Challenges for a Minister
He had three wives. Mather’s first wife was Abigail Phillips whom he married in 1686, he had nine children with her. Phillips died in 1702. One year after his first wife’s death, in 1703, he married for the second time. He married Elizabeth Hubbard whom he had six children with. Hubbard then died in 1713.
In 1715, he married Lydia Lee George, his third wife. His marriage to Lydia became problematic and she left him. He also incurred financial debts at this time. Because of these debts, the creditors threatened that he should pay or they would reduce him to poverty. Mather was able to survive this financial problem with the help of his wealthy church constituents.
Sermons & Letters Published
His written works numbered four hundred or more. The books he wrote varied in subject matter and are considered as sermons, letters and tracts. He had written about natural history, church music, moral essays, polity, among other subjects.

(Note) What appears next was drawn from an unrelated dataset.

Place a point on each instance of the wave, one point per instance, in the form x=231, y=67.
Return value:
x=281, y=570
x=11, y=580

His most famous and notable work is the Magnalia Christi Americana: or the Ecclesiastical History of New England, from Its First Planting in the Year 1620 unto the Year of Our Lord, 1698.
This written work which has a total of seven books was published in London in 1702 when Cotton Matter was thirty-nine years old. It mainly discussed the settlement and the religious history of New England. His other written works include Bonifacius (1710), Wonders of the Invisible World (1693), Pillars of Salt (1699), Ornaments of the Daughters of Zion (1692), The Negro Christianized (1706), and The Biblia Americana which he did not finish before he died. The Biblia Americana which he started writing in 1693 discussed his own thoughts and self-interpretations about the Bible.
He like wise played an active role during the Salem witch trials from beginning to end. He wrote several publications for and against the trials.
Cotton Mather died on February 13, 1728, one day after he turned sixty-five. He was an intelligent man who religiously followed the tradition during his father’s time. He lived his life hoping to impress his father, that one person whom he greatly admired. He was believed to be the final great constituent of the Puritan dynasty, and he also was the most famous of them all.